I used to have this fantasy--that I more than half believed--that the world I lived in was some kind of enormous experiment around me. So this bunch of people followed me around, disguising themselves so as to appear as different people.
Think of the 1998 movie "The Truman Show".
Quite an ego-centered fantasy...
After I saw the movie "The Truman Show", I thought for years and years afterward that I, too, was being filmed in my every move. I would look into the mirror and say: "I know you're watching me!" I was always afraid to undress, because I thought that the scary Kristoff guy was a pervert and would spy on me. I talked to the film people a lot, and my mom once asked me why I talked to myself..
Coincidentally, a female friend of mine also believed the exact same thing, and once we set out to try to escape the "fake world". We were unsuccessful.
After I saw the movie "The Truman Show" I was TERRIFIED.I then believed my life was a T.V. show.I felt so cheated.But I thought if they knew that I knew the truth they would kill me,so I never told anyone what I thought.And whenever I was about to change or take a shower (get naked) or something I would look around as if there was a camera somewhere and whisper "Perverts" or "You're sick". I actually still sort of believe it...
Until I was about 10 I believed that I was the only normal kid around and that my classmates and teachers conspired and watched me and recorded what I did in certain circumstances.
When the movie "Truman Show" with Jim Carrey came out it was as if my childhood beliefs may not have been so unreal.
when i was little i watch the film 'The Truman Show'.After i watched it i cept thinking that there were camrers everywhere and they were all watch me at the same time.(even in the loo!)
Up until last year I honestly thought everyone but me was an actor and I was in some TV show (think Truman Show). I am 14...Sad, yeah?
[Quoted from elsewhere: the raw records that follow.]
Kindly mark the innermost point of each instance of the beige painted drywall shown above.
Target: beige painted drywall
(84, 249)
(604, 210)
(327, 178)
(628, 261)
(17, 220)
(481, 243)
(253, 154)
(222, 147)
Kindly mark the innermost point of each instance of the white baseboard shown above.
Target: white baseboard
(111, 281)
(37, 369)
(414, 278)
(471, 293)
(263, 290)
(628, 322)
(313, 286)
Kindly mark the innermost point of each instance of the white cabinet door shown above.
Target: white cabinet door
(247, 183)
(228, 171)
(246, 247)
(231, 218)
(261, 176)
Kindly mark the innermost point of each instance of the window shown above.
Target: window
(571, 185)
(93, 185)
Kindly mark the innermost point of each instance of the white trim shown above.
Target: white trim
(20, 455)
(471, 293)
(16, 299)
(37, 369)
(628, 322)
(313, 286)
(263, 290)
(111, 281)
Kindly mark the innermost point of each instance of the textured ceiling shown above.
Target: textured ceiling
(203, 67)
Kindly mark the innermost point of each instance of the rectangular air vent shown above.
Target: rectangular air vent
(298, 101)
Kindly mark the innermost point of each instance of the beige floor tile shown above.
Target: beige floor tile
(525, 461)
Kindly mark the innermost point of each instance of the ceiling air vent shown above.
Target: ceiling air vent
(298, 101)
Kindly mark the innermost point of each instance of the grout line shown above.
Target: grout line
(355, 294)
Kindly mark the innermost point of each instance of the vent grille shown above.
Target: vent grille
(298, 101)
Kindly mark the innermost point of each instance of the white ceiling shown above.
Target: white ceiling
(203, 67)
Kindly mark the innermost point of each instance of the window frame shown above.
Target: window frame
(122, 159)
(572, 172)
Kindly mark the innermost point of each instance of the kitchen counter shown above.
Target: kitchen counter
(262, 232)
When I was younger,(I'm 15 now) I was convinced that there were hidden cameras all over my house and that people were videotaping me for a T.V. show. Needless to say, when the movie "The Truman Show" came out, I was doubly sure of it. I would sometimes sit in front of the mirror (an optimal hiding spot) and talk to the people who were taping me!
This was way before Truman ever came out, but when I was little I used to think that I was on TV and people were watching my everyday life. This came from playing "TV" with my little brother and some friends and someone made a "What if" comment about it. So everytime I passed by a mirror I always had to make sure that I was presentable for being on TV. For a while I even was afraid to go to the bathroom or take a bath because I thought the whole world was watching me!